Ontology, Association, and Sequence loading are more or less independent projects and could possibly be handled with different mechanisms. For example, we could keep the DB:Stag loading for the ontology and load the sequences and associations by other mechanisms. The one area that is tricky is the dbxref table, which cross-references:

  • term (via term_dbxref 1:N)
  • associations (via evidence 1:N?) - I think these are qualifiers AND pubmed refs, evidence_dbxref
  • associations (via gene products 1:1)
  • sequences (via seq_dbxref 1:N)
===== Steps for bulk loading ga files: =====
 (note: when I first drafed this I was using a very old schema diagram, I have updated, but may still be mistakes)
  1. drop all tables and create empty ones
  2. load ontology (termdb)
  3. load species table
  4. truncate dbxref table (this should allow us to append with load data infile)
  5. store 2 hashes termIdByGoId and speciesIdByTaxonId in RAM, note last id (index) in dbxref
  6. lock db
  7. create files for modified tables:
#* create text files: gene_product, evidence, associations, dbxref 
#*association_qualifier, assoc_rel
#*and linking tables:
#*seq_dbxref, evidence_dbxref, gene_product_seq

(also gene_product_synonym and gene_product_property)

  1. loop over GA files
   ## loop over entries in GA files
    ## if gp_is_new ( 
store gp_info (symbol->id) in hash ( - this hash will have ~3M entries)
get species_id from speciesIdByTaxon

write to gene_product file, write to dbxref file

         )
     ##  get gene_product.id from hash, term.id from hash, write association file (save association.id) role_group?
     ##   write evidence/dbxrefs to file, with association.id (seq_acc?)
  1. we could load these tables now
  2. loop over gp2protein files, "load_sp.pl" load sequences
 #* various improvements to load_sp; could use bulk table loading, could write the fasta file (without GOIDs?) simultaneously.
  1. unlock db, export, dump, etc.
OPEN QUESTIONS (for me)
  1. Can we truncate the dbxref table and "splice" a new table to the end of it?
  2. Are we going to have memory issues (I think at 3M gp_entries we are fine - I am assuming that the evidence and association rows depend ONLY on a single line in the GA files.
  3. We are still doing alot of "work" in perl to process files.
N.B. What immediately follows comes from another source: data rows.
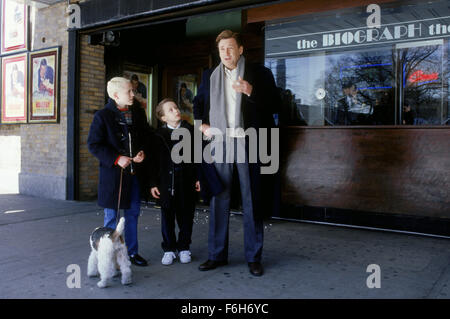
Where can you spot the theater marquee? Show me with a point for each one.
(291, 40)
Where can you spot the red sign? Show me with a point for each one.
(420, 76)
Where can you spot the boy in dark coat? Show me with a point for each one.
(174, 184)
(109, 141)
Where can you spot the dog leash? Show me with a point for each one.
(120, 195)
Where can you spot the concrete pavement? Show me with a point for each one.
(41, 238)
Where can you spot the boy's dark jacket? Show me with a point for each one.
(108, 139)
(162, 168)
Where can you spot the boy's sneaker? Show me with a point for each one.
(168, 258)
(185, 256)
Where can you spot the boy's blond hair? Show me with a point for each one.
(115, 84)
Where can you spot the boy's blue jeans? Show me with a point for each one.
(131, 218)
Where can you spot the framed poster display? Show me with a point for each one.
(14, 36)
(44, 86)
(14, 89)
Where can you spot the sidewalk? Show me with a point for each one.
(41, 237)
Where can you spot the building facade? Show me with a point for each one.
(364, 118)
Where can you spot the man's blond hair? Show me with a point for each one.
(115, 84)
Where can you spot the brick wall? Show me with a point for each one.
(43, 146)
(92, 98)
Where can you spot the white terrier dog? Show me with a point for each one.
(108, 254)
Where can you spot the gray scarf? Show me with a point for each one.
(218, 108)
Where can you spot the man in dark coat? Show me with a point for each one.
(234, 97)
(121, 161)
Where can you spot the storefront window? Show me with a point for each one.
(333, 70)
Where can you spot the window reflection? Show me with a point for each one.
(399, 84)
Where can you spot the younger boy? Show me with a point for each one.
(174, 184)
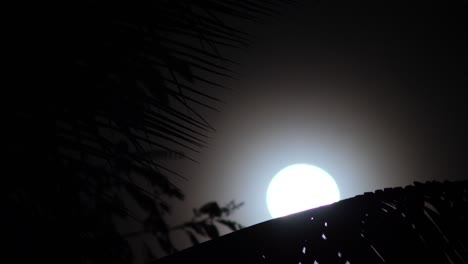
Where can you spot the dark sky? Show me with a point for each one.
(372, 92)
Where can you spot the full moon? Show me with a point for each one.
(300, 187)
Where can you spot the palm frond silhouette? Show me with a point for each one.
(421, 223)
(116, 95)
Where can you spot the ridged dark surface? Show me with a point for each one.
(420, 223)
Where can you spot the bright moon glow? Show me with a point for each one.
(300, 187)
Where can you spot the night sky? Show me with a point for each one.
(372, 93)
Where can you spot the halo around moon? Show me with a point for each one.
(300, 187)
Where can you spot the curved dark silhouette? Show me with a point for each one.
(421, 223)
(108, 90)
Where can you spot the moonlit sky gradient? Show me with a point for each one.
(372, 93)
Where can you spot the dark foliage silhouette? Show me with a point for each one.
(421, 223)
(111, 92)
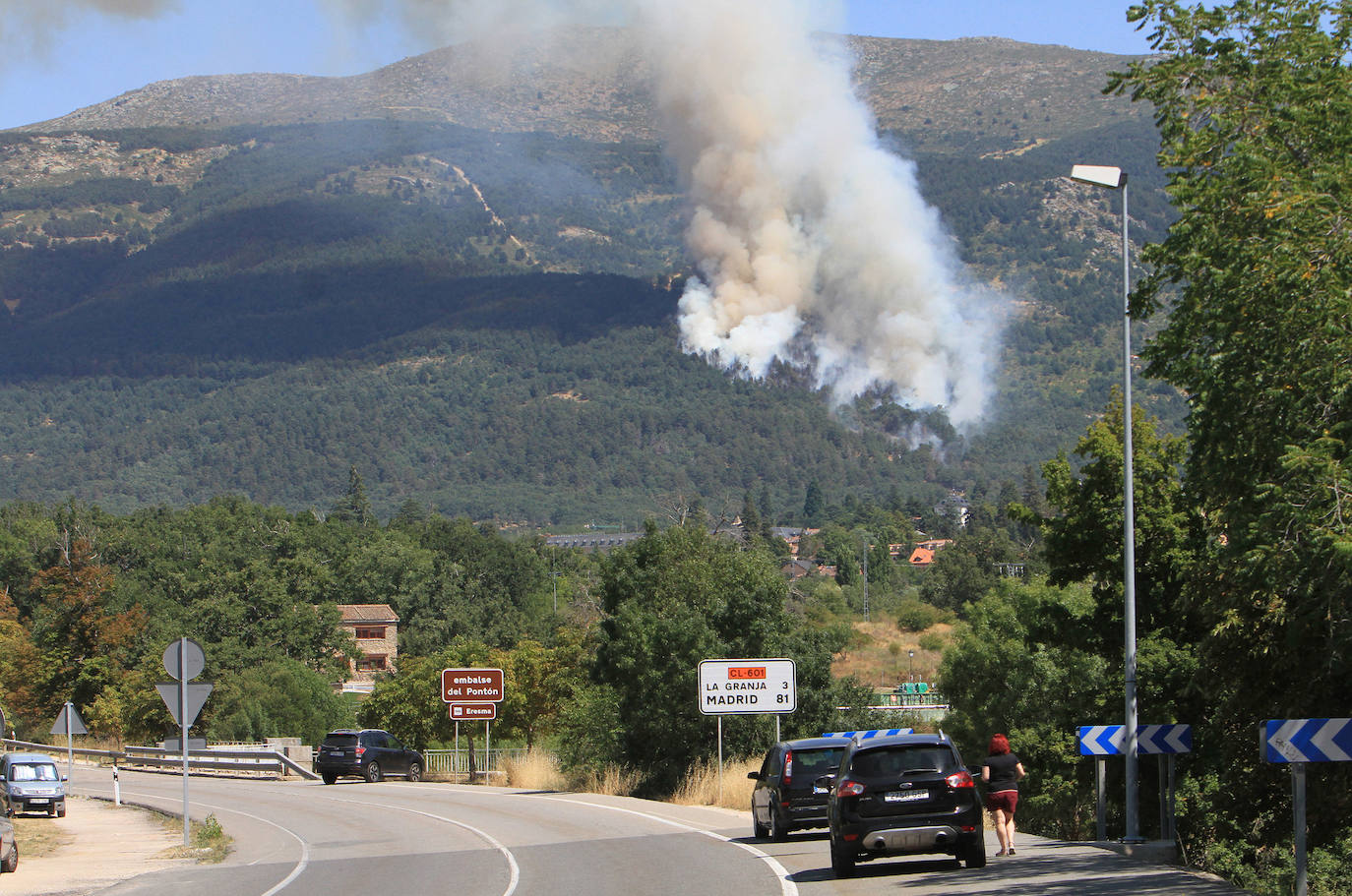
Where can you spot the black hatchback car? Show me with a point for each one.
(784, 799)
(903, 795)
(369, 753)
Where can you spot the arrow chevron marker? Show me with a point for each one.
(1308, 741)
(1179, 740)
(1325, 743)
(1110, 740)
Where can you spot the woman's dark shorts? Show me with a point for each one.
(1002, 801)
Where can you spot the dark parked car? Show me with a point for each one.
(369, 753)
(903, 795)
(30, 783)
(784, 798)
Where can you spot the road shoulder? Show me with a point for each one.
(108, 844)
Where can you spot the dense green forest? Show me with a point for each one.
(415, 299)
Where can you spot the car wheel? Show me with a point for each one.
(975, 853)
(759, 831)
(842, 861)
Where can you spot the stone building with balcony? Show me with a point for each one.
(376, 628)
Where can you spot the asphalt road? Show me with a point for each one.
(395, 838)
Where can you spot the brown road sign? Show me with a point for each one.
(473, 711)
(472, 686)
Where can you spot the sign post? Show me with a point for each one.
(184, 661)
(69, 725)
(1298, 743)
(744, 687)
(1164, 741)
(473, 694)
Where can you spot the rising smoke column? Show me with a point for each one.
(813, 242)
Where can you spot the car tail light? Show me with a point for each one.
(961, 779)
(849, 787)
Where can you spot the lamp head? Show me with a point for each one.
(1099, 174)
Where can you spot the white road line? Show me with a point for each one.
(514, 873)
(304, 846)
(785, 884)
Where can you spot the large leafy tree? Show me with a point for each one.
(672, 599)
(1254, 103)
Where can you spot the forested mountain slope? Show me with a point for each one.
(461, 277)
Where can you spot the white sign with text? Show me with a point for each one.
(734, 687)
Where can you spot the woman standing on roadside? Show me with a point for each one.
(1001, 772)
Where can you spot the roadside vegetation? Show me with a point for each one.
(1243, 541)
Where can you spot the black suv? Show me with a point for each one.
(369, 753)
(784, 798)
(903, 795)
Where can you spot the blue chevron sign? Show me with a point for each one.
(864, 736)
(1306, 740)
(1110, 740)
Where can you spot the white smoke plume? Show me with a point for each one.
(813, 242)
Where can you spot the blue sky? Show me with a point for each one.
(79, 56)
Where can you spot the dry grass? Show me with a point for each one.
(613, 781)
(39, 837)
(701, 786)
(875, 662)
(537, 770)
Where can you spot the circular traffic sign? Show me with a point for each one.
(184, 660)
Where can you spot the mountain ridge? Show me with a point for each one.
(206, 300)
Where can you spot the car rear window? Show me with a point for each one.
(32, 772)
(817, 761)
(898, 761)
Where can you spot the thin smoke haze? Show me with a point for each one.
(29, 26)
(812, 242)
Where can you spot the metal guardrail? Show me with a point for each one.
(259, 759)
(455, 764)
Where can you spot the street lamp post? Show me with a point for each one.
(1116, 179)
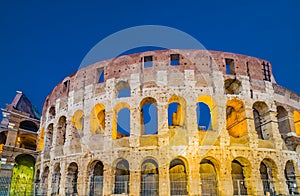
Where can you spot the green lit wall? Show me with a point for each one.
(23, 175)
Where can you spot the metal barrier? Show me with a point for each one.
(121, 184)
(149, 185)
(4, 185)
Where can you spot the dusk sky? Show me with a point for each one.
(41, 42)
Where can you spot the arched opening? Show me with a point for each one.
(61, 131)
(2, 140)
(72, 175)
(49, 137)
(203, 116)
(44, 184)
(123, 89)
(26, 141)
(290, 176)
(232, 86)
(149, 178)
(283, 121)
(148, 111)
(55, 180)
(236, 123)
(209, 181)
(238, 178)
(40, 140)
(37, 182)
(176, 111)
(297, 122)
(23, 175)
(122, 177)
(97, 119)
(121, 121)
(266, 175)
(261, 120)
(51, 112)
(29, 126)
(178, 177)
(78, 120)
(77, 125)
(96, 178)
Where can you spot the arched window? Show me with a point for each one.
(97, 119)
(49, 137)
(203, 116)
(178, 177)
(123, 89)
(78, 120)
(238, 178)
(297, 122)
(29, 125)
(55, 180)
(290, 177)
(37, 182)
(176, 111)
(261, 120)
(266, 175)
(209, 182)
(44, 184)
(77, 125)
(96, 178)
(61, 131)
(72, 176)
(2, 140)
(26, 141)
(283, 121)
(123, 126)
(121, 121)
(148, 116)
(22, 175)
(149, 178)
(52, 112)
(232, 86)
(122, 177)
(236, 118)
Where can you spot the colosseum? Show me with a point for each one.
(170, 122)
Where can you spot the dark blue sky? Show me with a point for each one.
(41, 42)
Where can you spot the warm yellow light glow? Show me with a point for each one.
(97, 119)
(236, 118)
(77, 120)
(297, 122)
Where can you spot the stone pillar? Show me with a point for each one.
(135, 182)
(162, 122)
(81, 182)
(164, 180)
(135, 127)
(108, 179)
(280, 182)
(225, 182)
(11, 136)
(291, 121)
(192, 127)
(63, 178)
(253, 180)
(252, 134)
(194, 185)
(224, 135)
(274, 127)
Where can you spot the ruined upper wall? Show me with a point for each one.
(201, 61)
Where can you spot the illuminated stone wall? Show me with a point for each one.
(243, 151)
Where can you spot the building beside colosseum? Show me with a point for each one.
(18, 145)
(170, 122)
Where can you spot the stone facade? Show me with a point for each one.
(18, 145)
(249, 147)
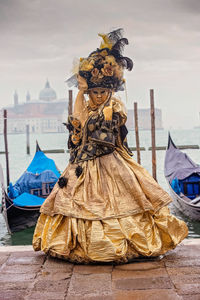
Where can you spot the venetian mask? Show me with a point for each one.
(99, 95)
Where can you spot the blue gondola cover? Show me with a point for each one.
(41, 170)
(26, 199)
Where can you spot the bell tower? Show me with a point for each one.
(28, 97)
(16, 102)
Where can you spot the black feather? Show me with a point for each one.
(119, 45)
(115, 35)
(78, 171)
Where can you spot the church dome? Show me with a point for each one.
(47, 93)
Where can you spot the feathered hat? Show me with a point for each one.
(104, 67)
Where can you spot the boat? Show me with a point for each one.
(21, 202)
(183, 178)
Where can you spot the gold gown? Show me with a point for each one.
(114, 211)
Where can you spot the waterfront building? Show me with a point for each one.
(43, 115)
(47, 114)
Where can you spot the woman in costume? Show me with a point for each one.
(105, 207)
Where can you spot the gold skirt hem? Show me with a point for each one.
(117, 239)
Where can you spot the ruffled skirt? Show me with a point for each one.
(119, 240)
(114, 211)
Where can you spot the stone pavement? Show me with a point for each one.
(28, 275)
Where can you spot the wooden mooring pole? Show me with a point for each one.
(6, 146)
(27, 140)
(153, 136)
(70, 103)
(137, 132)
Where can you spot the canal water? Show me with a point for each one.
(19, 160)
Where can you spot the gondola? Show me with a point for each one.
(183, 178)
(21, 202)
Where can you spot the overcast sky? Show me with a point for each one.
(39, 39)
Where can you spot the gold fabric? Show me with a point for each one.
(114, 211)
(119, 239)
(110, 186)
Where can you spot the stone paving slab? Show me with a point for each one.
(29, 275)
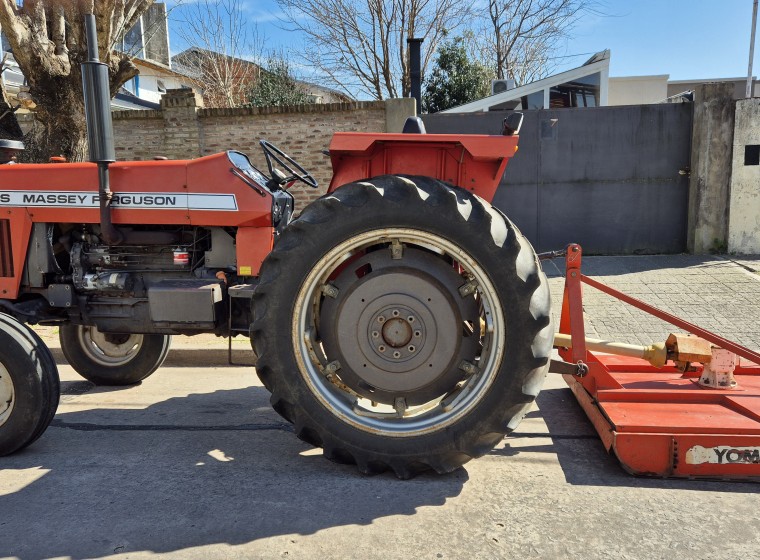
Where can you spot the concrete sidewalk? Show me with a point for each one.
(718, 293)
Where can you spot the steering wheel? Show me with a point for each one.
(276, 155)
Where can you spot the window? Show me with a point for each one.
(581, 92)
(752, 154)
(533, 100)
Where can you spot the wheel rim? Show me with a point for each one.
(109, 350)
(426, 324)
(7, 395)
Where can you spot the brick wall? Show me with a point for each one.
(182, 129)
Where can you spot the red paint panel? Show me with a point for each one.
(473, 162)
(252, 245)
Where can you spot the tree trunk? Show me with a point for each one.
(60, 128)
(9, 127)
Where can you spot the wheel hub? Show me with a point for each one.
(395, 327)
(109, 349)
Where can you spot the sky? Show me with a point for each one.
(685, 39)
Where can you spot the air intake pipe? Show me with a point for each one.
(97, 108)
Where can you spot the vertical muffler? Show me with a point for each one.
(97, 108)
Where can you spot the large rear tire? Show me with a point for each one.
(29, 386)
(402, 324)
(112, 359)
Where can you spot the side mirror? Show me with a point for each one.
(512, 124)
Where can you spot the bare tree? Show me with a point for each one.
(521, 36)
(221, 48)
(360, 46)
(48, 42)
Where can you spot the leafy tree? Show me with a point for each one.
(277, 86)
(48, 41)
(455, 79)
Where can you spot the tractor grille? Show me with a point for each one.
(6, 254)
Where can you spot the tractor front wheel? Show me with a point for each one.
(402, 324)
(29, 386)
(112, 359)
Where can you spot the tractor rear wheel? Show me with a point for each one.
(29, 386)
(402, 324)
(112, 359)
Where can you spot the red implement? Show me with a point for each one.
(659, 421)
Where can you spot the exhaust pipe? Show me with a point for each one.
(97, 107)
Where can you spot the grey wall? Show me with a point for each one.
(607, 178)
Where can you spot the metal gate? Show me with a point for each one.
(609, 178)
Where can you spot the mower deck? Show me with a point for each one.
(662, 423)
(659, 421)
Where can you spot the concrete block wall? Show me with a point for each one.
(184, 130)
(710, 181)
(744, 210)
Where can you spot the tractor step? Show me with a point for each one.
(663, 421)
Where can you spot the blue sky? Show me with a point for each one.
(687, 39)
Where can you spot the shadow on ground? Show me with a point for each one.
(198, 470)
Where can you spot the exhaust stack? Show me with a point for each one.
(97, 106)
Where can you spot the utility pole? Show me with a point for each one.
(751, 49)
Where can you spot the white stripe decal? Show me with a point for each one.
(143, 200)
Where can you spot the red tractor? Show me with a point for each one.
(400, 322)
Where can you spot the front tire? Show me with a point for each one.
(112, 359)
(29, 386)
(402, 323)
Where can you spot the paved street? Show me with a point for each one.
(194, 464)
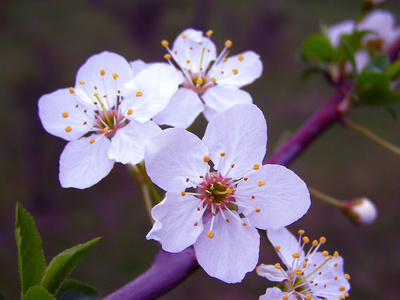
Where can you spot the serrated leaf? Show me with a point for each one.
(74, 290)
(319, 48)
(38, 293)
(393, 71)
(61, 265)
(31, 260)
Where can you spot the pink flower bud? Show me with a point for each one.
(361, 211)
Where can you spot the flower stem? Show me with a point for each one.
(323, 197)
(377, 139)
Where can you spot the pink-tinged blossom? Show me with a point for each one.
(210, 83)
(218, 193)
(309, 276)
(106, 116)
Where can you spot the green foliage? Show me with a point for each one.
(31, 260)
(38, 293)
(61, 265)
(74, 290)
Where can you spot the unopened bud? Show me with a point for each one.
(361, 211)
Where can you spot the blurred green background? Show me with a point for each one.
(42, 45)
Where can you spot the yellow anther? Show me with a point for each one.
(296, 255)
(206, 158)
(228, 43)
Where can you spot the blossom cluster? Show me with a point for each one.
(218, 193)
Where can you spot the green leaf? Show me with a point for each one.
(393, 71)
(74, 290)
(38, 293)
(61, 265)
(319, 48)
(31, 261)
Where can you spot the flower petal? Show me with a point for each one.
(219, 98)
(173, 156)
(174, 220)
(279, 193)
(231, 253)
(238, 70)
(107, 84)
(83, 164)
(150, 91)
(276, 294)
(271, 273)
(52, 111)
(182, 110)
(241, 133)
(287, 242)
(127, 145)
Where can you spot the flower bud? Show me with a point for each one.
(361, 211)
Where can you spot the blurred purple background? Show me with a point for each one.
(42, 45)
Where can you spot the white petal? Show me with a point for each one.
(106, 85)
(283, 199)
(83, 164)
(271, 273)
(182, 110)
(51, 109)
(219, 98)
(241, 133)
(276, 294)
(287, 242)
(127, 145)
(248, 69)
(174, 220)
(173, 156)
(231, 253)
(156, 85)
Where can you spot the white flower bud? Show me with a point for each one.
(361, 211)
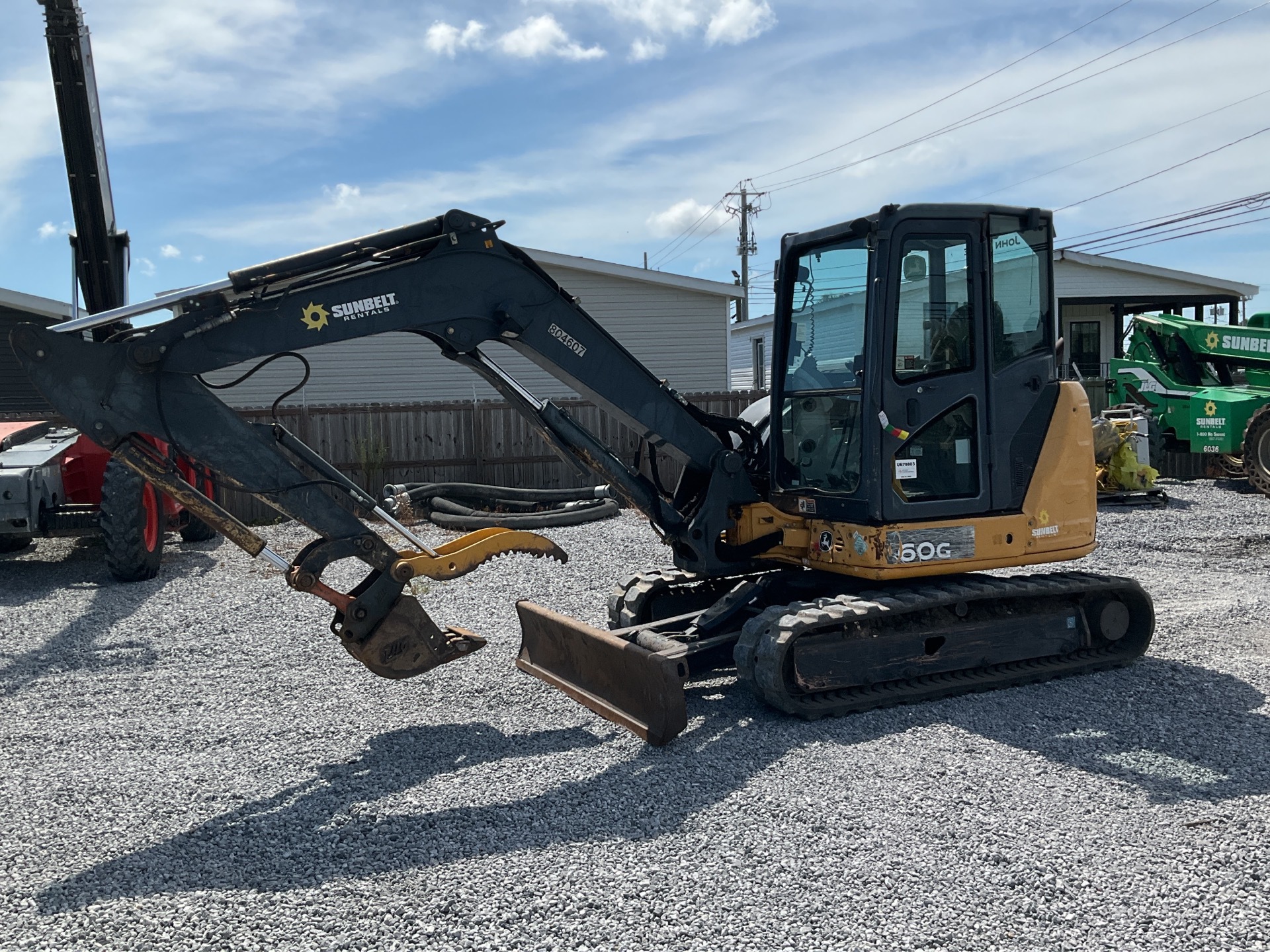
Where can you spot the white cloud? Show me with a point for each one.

Will it be significantly faster?
  4. I can think of a couple approaches to mix in the current go-dev API
  #* actually write something that translates the xml->text (funny kind of xslt)
  #* use the assoc parser, but write text instead of xml   
  #* use the GO::Model objects but write a special parser.

Not that familiar with the API, but I am willing to trade of efficiency for development time.